Reviews


The Hollywood Reporter, Monday, October 18, 1982
Film Review

Koyaanisqatsi

New York – In his film debut, producer/director Godfrey Reggio has accomplished with "Koyaabusatsu" what heretofore has been regarded as close to impossible – he has taken the concept of the personal film, and with an investment of $2.5 million and seven years has parlayed it into an engrossing feature, 87 minutes long.

"Koyaanisqatsi," void of performers, dialogue and overt story line, delivers satisfaction on so many levels that it could very well excite mass audiences of promoted properly. Lofty though the picture may be, it defies pidgeonholing as "art" as its splendor is completely within the grasp of the common man.
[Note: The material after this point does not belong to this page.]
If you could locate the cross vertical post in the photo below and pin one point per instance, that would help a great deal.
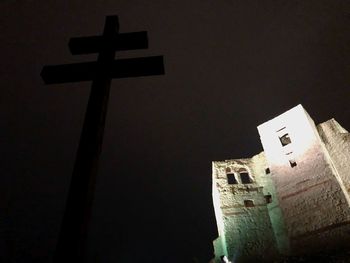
(73, 236)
The film’s score by Philip Glass is an outstanding achievement in itself. Striking and intense, it has been so well executed that it melds with the visuals perfectly, always enhancing, never detracting or overpowering. The union of Glass’ music and Ron Fricke’s luscious 35mm cinematography is a blessed one that redefines the potential of filmmaking.

The title of the film is taken from the Hopi language and means "life out of balance." Even though Reggio’s point is to contrast the natural with the man-made, he never taints the film’s perspective of urban life with the excess of ugliness common to essays of this nature. Whatever beauty lies in New York’s skyline or a busy Los Angeles freeway at night, for example, is there to behold. Nor, does he blame the ills of the earth on the individual – the few people that are actually studied in "Koyaanisqatsi" seem to be unself-conscious victims of a long-standing system out of kilter.

Effective, frequent time-lapse sequences, used primarily to emphasize the hectic pace of modern society, prove fascinating, often riveting, and also serve to lend an air of humor to the film. Shots of Monument Valley and Four Corners are breathtaking, as are time-lapse aerial views of cloud banks, which roll through the atmosphere like troubled seas.

"Koyaanisqatsi," in color, was produced by the Institute for Regional Education, a nonprofit foundation, devoted to social issues concerning the people of the American Southwest.